省厅来的专家倒也的确没有辜负“专家”这个称号,通过对尸体的检验和分析,他们首先对立案过程提出了质疑,认为这种死状,人为的可能性接近于零。但是江阔天他们坚持认为,即使死亡方式古怪,但是死亡背景和现场情况,符合立案规定。双方展开了一场辩论之后,依旧维持原状。专家们见争论未果,倒也没有过多纠缠,很快便开始了研究分析。他们认为,像这种大量失血的现象,是非常罕见的,即使用针抽血,也不可能抽得如此干净,仿佛身体里从来就没有过血液一般;加上尸体居然具有如此惊人的恢复能力,这促使他们决心从尸体内部寻找原因,想要找出导致这种现象的生物学依据。通过细胞培养和基因分析,专家们发现,尸体伤口处的细胞裂变速度,是正常细胞的100倍以上,而远离伤口的地方,细胞已经停止裂变。通过进一步研究发现,尸体的基因已经发生了细微的改变,控制生殖和细胞分化的基因链上,多出了一个羟基。让人不解的不仅是这个多余羟基的出现,而且这个羟基并不是随时存在的,通常情况下,这个羟基并不出现,但是一旦尸体受到伤害,细胞被破坏或者遇到强烈的刺激,羟基便如雨后春笋般冒出来,引导出一场速度惊人的分裂活动,使伤口迅速愈合。
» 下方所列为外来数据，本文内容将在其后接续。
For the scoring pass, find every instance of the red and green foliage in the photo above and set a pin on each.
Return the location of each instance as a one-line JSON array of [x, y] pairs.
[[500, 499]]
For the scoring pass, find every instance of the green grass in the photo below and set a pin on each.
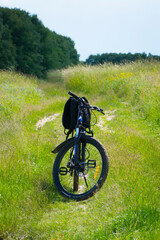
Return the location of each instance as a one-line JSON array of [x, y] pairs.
[[127, 206]]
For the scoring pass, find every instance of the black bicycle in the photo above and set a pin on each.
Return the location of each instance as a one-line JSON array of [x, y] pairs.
[[81, 165]]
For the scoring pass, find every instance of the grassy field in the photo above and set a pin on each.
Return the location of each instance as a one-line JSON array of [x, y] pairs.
[[127, 206]]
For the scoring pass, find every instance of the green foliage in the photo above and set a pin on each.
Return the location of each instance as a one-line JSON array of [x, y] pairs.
[[134, 83], [28, 47], [127, 206]]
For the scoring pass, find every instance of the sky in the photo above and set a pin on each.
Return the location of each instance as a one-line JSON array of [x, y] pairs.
[[100, 26]]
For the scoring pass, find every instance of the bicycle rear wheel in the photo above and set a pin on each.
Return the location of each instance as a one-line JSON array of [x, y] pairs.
[[83, 180]]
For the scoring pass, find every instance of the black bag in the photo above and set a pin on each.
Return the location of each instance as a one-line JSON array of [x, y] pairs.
[[70, 115]]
“基因突变?”我听了感到十分吃惊,“是什么导致基因发生这种变化?”
江阔天摇摇头:“只有一天时间,他们不可能发现这么多,原因暂时还不清楚。他们现在做的事情,就是想弄清楚,这种突变,究竟是发生在生前还是死后。郭德昌生前虽然出现年轻化的现象,但是并不能根据这个就推断他活着时基因就已经发生了变化。遗憾的是现在我们知道的涉案人员都已经死了,没有一个活着的人可以来提供细胞进行分析。”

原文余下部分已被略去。